On 11/13/2013, 5:48 PM, Steven Bosscher wrote:
On Wed, Nov 13, 2013 at 6:56 PM, Vladimir Makarov wrote:
The following patch improves coloring. The order of pushing allocnos on
the coloring stack from a bunch of colorable allocnos was always important
for generated code performance. LRA has a mechanism of allocating pseudos
by threads. Thread in LRA is a set of non-conflicting pseudos connected by
moves (or by future reload insns). Allocating pseudos by threads in LRA
permits to improve code by increasing chance of removing the move insns.
So the same mechanism can be used for IRA. The patch implements it. The
difference is only that LRA forms thread statically before allocation
sub-pass. That is because the basic allocation are already done in IRA.
The statically thread forming works well for IRA too. But even better
results can be got by dynamically forming threads. It means that we are
forming threads during allocation and includes only colorable allocnos.

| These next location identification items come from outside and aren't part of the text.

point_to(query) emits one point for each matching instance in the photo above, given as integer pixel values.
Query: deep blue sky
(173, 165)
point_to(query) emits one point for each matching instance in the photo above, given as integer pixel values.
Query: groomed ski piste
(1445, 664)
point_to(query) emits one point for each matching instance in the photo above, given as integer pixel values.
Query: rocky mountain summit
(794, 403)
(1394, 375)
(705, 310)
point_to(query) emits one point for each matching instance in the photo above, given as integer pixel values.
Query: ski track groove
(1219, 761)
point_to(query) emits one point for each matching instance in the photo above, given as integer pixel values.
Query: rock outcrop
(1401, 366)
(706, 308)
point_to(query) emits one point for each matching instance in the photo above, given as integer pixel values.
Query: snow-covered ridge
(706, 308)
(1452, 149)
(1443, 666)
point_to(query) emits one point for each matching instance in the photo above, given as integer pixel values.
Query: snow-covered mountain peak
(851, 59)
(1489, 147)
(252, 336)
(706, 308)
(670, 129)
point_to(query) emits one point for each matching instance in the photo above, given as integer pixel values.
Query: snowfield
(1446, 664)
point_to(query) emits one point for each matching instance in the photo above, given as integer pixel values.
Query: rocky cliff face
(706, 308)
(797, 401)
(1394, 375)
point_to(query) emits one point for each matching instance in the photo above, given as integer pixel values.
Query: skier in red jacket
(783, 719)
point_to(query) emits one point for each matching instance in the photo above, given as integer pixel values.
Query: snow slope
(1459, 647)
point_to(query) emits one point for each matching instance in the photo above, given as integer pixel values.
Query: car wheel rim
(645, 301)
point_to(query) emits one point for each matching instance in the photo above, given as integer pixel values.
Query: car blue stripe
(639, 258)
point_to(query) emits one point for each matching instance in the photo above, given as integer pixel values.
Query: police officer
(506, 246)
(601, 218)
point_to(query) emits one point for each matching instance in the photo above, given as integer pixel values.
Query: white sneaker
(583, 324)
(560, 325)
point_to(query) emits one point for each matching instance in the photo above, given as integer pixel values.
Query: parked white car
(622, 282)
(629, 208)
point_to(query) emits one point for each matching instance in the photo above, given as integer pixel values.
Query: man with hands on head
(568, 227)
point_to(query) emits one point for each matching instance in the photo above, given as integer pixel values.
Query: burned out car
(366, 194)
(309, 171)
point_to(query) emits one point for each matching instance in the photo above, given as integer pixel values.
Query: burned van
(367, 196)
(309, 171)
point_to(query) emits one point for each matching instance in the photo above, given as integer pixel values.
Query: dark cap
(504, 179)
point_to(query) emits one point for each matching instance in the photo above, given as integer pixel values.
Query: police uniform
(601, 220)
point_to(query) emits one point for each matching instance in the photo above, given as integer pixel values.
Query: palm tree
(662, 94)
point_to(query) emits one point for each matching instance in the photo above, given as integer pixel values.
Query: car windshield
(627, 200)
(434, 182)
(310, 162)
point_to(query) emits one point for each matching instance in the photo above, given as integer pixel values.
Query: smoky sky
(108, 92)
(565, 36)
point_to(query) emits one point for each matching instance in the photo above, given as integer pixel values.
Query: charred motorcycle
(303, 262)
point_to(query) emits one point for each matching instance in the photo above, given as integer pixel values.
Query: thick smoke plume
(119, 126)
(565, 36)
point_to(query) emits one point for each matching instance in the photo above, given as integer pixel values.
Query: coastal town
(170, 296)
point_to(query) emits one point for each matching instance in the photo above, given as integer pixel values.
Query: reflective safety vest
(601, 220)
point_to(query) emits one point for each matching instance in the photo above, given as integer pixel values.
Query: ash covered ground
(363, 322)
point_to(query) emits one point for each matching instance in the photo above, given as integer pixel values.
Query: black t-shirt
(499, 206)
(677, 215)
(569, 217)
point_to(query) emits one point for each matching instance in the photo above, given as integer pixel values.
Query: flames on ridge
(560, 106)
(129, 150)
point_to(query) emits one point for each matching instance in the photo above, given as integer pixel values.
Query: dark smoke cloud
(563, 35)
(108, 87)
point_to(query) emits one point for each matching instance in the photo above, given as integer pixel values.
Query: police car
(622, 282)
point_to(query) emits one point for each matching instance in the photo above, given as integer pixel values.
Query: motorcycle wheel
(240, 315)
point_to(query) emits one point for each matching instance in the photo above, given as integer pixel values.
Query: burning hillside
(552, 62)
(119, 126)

The results of using threads in IRA is pretty good. The average code size
(text segment) of SPEC2000 is improved (by >0.1% for x86 SPECFP2000 and >
0.3% for x86-64 SPECFP2000). The biggest code performance improvement (> 1%)
is obtained on x86-64 SPECFP2000. Performance tools report that additional
code takes only about 0.05% additionally executed insns.
Nice!
Can you please also update the leading comment in ira.c? It seems
worth mentioning this approach under the "Coloring" bullet
(ira.c:176).
Thanks. I've added a comment. It is not a big change but pretty
important one (e.g. to get about the same improvement 3 years ago I
needed 1K lines to implement coloring for irregular reg file
architecture). So it is worth to document it.
(Not sure if that whole comment block is otherwise up to date??)
It is pretty upto date. I don't see missed important details. Although
it would be nice to describe new pre-RA optimizations shrink-wrapping,
find-moveable, and decrease-live-ranges.
Index: ira.c
===================================================================
--- ira.c (revision 204753)
+++ ira.c (working copy)
@@ -192,7 +192,14 @@ along with GCC; see the file COPYING3.
this point. There is some freedom in the order of putting
allocnos on the stack which can affect the final result of
the allocation. IRA uses some heuristics to improve the
- order.
+ order. The major one is to form *threads* from colorable
+ allocnos and push them on the stack by threads. Thread is a
+ set of non-conflicting colorable allocnos connected by
+ copies. The thread contains allocnos from the colorable
+ bucket or colorable allocnos already pushed onto the coloring
+ stack. Pushing thread allocnos one after another onto the
+ stack increases chances of removing copies when the allocnos
+ get the same hard reg.
We also use a modification of Chaitin-Briggs algorithm which
works for intersected register classes of allocnos. To